Power Pack #29 (1987)

Last issue, we saw Johnny Rival—a classmate of Alex Power—plotting to shoot him because Rival thought Power was a mutant.  In this issue, he takes action but happens to do so while Spider-Man and Hobgoblin are nearby, getting the villain’s attention. 

Hobgoblin snatches the two boys up to try to lure Spider-Man away from stopping a Hobgoblin-protected drug deal.

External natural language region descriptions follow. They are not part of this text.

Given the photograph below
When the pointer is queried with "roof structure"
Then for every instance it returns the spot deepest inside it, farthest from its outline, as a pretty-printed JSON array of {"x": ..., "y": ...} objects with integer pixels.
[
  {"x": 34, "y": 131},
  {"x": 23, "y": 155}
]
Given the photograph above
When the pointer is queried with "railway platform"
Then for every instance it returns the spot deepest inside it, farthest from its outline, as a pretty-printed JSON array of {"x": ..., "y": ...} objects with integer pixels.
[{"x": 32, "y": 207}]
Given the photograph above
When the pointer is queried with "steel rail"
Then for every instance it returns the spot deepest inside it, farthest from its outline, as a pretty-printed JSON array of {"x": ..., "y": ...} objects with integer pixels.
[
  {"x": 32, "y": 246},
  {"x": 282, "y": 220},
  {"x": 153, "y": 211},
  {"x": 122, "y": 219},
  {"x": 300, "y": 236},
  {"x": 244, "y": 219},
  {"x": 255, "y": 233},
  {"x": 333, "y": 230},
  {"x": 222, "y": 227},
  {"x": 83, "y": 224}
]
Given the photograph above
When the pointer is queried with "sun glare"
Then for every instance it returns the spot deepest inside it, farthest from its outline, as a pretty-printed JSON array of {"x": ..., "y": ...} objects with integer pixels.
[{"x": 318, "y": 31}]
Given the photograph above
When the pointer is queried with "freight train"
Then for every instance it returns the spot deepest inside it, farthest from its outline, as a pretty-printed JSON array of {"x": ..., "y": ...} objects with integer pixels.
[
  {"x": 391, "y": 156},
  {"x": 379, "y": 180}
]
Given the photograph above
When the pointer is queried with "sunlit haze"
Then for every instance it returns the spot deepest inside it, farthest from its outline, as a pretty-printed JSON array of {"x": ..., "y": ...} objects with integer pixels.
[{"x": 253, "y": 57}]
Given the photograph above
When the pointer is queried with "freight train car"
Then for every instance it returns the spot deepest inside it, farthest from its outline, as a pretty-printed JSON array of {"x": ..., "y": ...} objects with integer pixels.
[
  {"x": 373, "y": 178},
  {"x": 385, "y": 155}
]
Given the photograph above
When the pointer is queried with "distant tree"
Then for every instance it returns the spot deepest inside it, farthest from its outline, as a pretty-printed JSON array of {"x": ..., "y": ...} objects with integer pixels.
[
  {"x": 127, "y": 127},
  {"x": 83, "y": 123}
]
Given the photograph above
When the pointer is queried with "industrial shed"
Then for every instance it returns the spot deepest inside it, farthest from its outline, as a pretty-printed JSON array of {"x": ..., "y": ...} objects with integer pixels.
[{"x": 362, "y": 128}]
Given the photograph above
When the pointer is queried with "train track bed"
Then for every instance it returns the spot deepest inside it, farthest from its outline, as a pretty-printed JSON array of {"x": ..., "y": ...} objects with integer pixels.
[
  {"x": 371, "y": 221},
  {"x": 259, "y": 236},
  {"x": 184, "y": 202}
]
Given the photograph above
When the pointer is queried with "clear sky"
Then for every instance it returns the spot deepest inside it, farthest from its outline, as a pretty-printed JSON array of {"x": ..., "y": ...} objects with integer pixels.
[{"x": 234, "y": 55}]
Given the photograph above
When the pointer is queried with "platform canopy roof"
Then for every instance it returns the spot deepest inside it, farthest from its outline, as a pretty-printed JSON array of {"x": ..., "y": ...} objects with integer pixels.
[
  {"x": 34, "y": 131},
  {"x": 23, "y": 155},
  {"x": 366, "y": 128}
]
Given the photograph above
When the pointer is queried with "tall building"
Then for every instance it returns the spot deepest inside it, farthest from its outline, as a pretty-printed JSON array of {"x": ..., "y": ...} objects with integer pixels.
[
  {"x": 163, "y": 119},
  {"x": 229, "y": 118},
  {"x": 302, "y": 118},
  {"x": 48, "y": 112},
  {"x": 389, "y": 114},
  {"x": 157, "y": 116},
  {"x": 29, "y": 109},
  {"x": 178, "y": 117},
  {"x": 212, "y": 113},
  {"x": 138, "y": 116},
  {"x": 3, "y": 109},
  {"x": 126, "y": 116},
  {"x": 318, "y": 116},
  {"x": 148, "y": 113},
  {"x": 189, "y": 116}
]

I like the panel above because it establishes everything you need to know, but if I were grabbed by a frightening looking guy on a jet glider and flown hundreds of feet in the air, the last thing I’d be doing is continuing to squabble with my schoolmate.

Anyway, all ends ok.

Spidey saves the day, and even helps Alex Power come to terms with the fact that he didn’t use his disintegrating power (remember, the teams’ powers were recently switched) to hurt or kill Hobgoblin doesn’t mean he’s chicken, it means he respects life.

To illustrate, he tells Alex the story of Gwen Stacy and the Green Goblin.  It’s a nice way to show how Spider-Man is now an adult, where he used to be a kid learning to use his powers (like Alex Power), and to tie the Green and Hobgoblins together.  Lots of good through lines there.

It also resolves the Johnny Rival storyline because he now believes that Alex doesn’t have powers and isn’t a mutant.  Strangely, Alex just forgives him and they walk away together—now friends, despite that Johnny literally was going to shoot Alex just a few pages earlier.  The resolution is a little simplistic—and I’ve come to expect better from Louise Simonson, who writes the hell out of this comic, month after month.

A nice touch: WGBS news is on the TV, with an anchorman who can only be Clark Kent.